Ethanol may push up US dairy prices
 

 

The cost of energy independence may well be higher prices for meat, cheese and milk as the ethanol boom continues to consume corn that had been used to feed cows, chicken and hogs.

 

Ethanol production took 20 percent of America's corn crop last year and is expected to use more than 25 percent this season, according to federal estimates released during a congressional hearing Thursday.

 

That's bad news for the dairy farmers of San Joaquin, California where dairy is the country's top agricultural product worth US$315 million in 2005.

 

Consumers are beginning to feel the crunch. The lowest legal price--actual retail prices tend to be higher--for a gallon of whole milk in Northern California is US$2.45, up 20 cents since the beginning of the year.
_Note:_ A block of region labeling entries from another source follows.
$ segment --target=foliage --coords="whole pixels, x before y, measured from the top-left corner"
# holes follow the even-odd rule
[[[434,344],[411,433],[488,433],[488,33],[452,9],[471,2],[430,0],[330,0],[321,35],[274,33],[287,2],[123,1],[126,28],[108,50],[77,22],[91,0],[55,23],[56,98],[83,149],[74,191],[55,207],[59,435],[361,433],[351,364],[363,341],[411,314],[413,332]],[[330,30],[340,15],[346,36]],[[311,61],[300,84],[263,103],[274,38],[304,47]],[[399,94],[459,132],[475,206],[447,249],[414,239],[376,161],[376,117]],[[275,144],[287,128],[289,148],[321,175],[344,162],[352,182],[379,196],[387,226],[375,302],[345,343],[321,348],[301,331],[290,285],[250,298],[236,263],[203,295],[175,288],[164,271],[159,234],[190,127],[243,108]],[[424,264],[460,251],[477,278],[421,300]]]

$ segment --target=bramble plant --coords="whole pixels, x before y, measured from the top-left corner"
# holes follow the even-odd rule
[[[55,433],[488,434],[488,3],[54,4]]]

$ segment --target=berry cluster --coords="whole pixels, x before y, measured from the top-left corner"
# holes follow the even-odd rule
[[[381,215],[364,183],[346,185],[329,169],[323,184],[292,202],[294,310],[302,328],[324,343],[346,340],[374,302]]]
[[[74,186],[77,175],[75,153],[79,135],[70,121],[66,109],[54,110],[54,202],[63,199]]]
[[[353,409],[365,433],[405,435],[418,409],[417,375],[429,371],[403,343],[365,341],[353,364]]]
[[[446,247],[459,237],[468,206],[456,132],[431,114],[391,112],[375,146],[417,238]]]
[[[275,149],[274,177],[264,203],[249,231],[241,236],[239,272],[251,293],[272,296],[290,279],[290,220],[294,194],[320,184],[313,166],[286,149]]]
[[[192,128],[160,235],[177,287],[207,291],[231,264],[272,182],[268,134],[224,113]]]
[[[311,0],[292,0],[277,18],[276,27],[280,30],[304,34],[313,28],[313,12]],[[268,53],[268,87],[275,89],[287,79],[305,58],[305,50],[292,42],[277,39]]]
It is the highest price since May 2005.

 

Prices are expected to rise further next month because the state announced a modest increase in the wholesale prices of milk on March 9.

 

It couldn't come fast enough for dairymen such as John Ferreira, who milks about 300 Holsteins near Stockton. Ferreira says his feed costs have jumped by nearly 70 percent in the past few months; the price for a tonne of the corn kernels for his cows has gone from US$168 to US$245.

 

Add to this soaring fuel costs and debt racked up during last year's historically bad year for the industry and Ferreira says he's just hanging on.

 

Dairyman Hank Van Exel has had similar problems. He says the price increases have paralysed the industry; when prices began rising late last year, everyone held off buying their annual allotment, thinking the increase would be temporary but it wasn't.

 

Farmers looking to the federal government for help get a shock as Agriculture Secretary Mike Johanns stated "tough years ahead" for dairy producers. 

 

US representative Dennis Cardoza said California has the most influence over milk prices in the short term. For the long term, Cardoza said the federal government plans to shift millions in research and development cash from corn-based ethanol--which is now a profitable industry--to ethanol based on other sources.

 

Cardoza says that once non-corn ethanol production catches up, it will relieve pressure on the corn market and lower prices.